Dass Wölfersheim als eine von ganz wenigen Gemeinden im Kreis in der Lage sei, einen ausgeglichenen Etat für 2013 und 2014 vorzulegen, wurden die Sozialdemokraten nicht müde zu betonen. Karl Ernst Pulkert nannte als wichtigsten Grund die 2,2 Millionen Euro Gewerbesteuer aus einem »cleveren Firmen- und Gewerbemix«, aber auch konjunkturell bedingt höhere Schlüsselzuweisungen, die Sparbemühungen im Rathaus und das Engagement der Bürger und Vereine, die die Gemeinde entlasteten.

Man brauche nicht unter den Rettungsschirm, so Pulkert, man müsse auch keine Grundsteuern anheben, und der Gewerbesteuersatz liege seit Jahren bei 310 Prozent. Das wiederum bringe Vorteile im Standortwettbewerb. Das Fazit von Pulkerts Ursachenforschung: »Die Situation ist der soliden, maßvollen und vorausschauenden Politik unseres Bürgermeisters und der SPD-Mehrheit zu verdanken.«

Als zentrale Investitionen zählte der Fraktionschef die jeweils eine halbe Million Euro für den Wohnbacher Hochwasserschutz, für Wasser und Abwasser, für den Straßenbau und für den Bereich Erziehung und Familie (hier vor allem die Sanierung der Kita in der Wingertstraße) sowie die über 2 Millionen Euro für die Ortskernsanierung in Södel und Wölfersheim auf. Insgesamt sollen in den beiden Jahren 9 Millionen Euro in die Infrastruktur gesteckt werden, über ein Viertel davon stammt freilich aus den Rücklagen. »Schwierigere Zeiten werden kommen«, ist Pulkert sicher, aber mit diesem Haushalt dokumentiere Wölfersheim »Standfestigkeit«.

Als profiliertester Oppositionsvertreter zählte Grünen-Sprecher Michael Rückl zunächst auf, was ihm an dem Zahlenwerk gefällt: das solide, vorsichtige Wirtschaften, die mit 5 Millionen Euro immer noch ansehnliche Rücklage, der Ausgleich trotz schnell steigender laufender Kosten. Um dann zu den »Schwachpunkten« zu kommen: Grundschülerbetreuung, Jugendarbeit, mangelnde Beschäftigung mit der Windkraft, die Wasserqualität im See, die Leerstände, der Lärmschutz an der B 455.

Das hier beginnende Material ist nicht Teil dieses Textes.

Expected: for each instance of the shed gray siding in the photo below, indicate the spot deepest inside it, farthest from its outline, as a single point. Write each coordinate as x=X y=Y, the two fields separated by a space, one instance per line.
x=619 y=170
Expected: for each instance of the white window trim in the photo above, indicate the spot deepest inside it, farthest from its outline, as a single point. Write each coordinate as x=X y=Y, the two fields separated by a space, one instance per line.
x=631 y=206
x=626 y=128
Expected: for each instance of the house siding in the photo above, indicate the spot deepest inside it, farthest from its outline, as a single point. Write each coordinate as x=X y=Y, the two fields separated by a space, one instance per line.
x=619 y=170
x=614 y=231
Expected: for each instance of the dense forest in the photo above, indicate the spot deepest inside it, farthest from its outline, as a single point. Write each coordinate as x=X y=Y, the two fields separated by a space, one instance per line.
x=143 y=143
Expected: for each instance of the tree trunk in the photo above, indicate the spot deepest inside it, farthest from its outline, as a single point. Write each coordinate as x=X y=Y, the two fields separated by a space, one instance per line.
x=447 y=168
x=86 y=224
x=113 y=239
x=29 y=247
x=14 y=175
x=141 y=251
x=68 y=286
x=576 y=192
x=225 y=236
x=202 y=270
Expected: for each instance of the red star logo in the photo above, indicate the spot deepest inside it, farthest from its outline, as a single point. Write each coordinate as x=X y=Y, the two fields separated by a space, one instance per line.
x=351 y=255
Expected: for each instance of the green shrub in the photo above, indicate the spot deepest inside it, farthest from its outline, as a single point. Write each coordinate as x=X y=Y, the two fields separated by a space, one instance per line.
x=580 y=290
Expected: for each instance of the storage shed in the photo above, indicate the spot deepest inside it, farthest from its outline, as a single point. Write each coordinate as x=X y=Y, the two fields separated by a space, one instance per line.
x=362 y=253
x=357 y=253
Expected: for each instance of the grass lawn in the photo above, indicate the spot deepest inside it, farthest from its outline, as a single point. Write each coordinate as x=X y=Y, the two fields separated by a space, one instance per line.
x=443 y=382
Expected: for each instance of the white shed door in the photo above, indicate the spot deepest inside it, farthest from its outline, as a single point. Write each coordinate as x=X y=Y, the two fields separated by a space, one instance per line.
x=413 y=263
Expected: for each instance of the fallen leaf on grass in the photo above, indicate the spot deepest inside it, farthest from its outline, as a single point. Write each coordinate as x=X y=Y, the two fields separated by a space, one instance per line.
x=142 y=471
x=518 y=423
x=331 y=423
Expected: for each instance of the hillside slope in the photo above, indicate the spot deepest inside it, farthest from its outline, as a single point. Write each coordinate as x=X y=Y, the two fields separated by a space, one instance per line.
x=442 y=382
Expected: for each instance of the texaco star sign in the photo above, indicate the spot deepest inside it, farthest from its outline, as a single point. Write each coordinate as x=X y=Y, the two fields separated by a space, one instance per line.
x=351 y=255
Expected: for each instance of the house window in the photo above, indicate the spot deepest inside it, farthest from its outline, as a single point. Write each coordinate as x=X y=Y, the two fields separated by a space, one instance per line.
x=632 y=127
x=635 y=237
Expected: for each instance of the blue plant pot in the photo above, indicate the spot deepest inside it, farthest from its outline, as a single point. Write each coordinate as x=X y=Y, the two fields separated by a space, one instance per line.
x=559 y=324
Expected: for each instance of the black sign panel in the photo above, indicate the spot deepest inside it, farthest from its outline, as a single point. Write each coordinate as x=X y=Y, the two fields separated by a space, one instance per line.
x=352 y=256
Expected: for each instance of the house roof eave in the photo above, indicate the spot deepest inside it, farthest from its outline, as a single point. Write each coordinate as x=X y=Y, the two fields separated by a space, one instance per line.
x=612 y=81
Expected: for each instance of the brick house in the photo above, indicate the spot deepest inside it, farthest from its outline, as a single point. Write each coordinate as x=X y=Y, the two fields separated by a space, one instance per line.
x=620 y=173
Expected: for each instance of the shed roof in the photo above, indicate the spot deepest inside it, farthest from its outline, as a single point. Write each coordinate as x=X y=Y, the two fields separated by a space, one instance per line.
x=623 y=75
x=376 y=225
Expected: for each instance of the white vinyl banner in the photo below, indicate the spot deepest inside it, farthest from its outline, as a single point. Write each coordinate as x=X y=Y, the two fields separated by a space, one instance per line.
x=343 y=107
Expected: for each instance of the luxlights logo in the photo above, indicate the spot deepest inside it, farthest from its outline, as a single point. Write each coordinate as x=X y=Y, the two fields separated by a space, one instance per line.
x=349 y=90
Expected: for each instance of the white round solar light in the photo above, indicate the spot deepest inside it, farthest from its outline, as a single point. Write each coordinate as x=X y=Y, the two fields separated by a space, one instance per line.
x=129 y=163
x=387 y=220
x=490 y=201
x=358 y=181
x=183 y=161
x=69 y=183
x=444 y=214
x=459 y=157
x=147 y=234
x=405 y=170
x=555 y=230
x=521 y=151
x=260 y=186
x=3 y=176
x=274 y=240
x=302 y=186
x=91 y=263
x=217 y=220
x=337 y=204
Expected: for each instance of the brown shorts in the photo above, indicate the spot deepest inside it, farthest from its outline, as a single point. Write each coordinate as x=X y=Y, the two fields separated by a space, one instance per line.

Für die FWG fand Burkhard Käs den Haushalt »so okay«, er warnte davor, jedes ältere Häuschen aufzukaufen und zu sanieren. Hermann-Ulrich Pfeuffer (CDU) sah dagegen mehr Schatten als Licht: »Großartige Paläste« würden gebaut und dann »billig verpachtet«, spielte er auf die Neue Mitte an, zur Sanierung des Melbacher alten Pfarrhauses bekämen die Bürger »bewusst« falsche Zahlen gesagt, am Bahnhof gebe es einen Investitionsstau.

Diskutiert wurde nur über ein konkretes Thema: die Sanierung der Feldwege. Eine Million Euro steht dafür in den nächsten fünf Jahren zur Verfügung. Woran auch niemand etwas auszusetzen hatte, die Grünen wollten sogar noch 125 000 Euro draufpacken. Doch sie erwarteten Gegenleistungen dafür von den Landwirten: Naturschutz in Form von Ackerrand- und Blühstreifen. Gemeinsam mit der UNB und den Bauern sollte ein Programm erarbeitet werden, erst danach sollte das Geld ausgezahlt werden. Das wiederum missfiel nicht nur der SPD, sondern auch der CDU, für die Manfred Stoll von »Erpressung« sprach. Schließlich standen die Grünen bei diesem und auch bei den anderen beiden Änderungsanträgen zum Haushalt (höhere Zuschüsse für Einrichtungen, die Frauen in Not helfen, sowie halbjährlichen Berichten zum Haushaltsvollzug) ganz allein.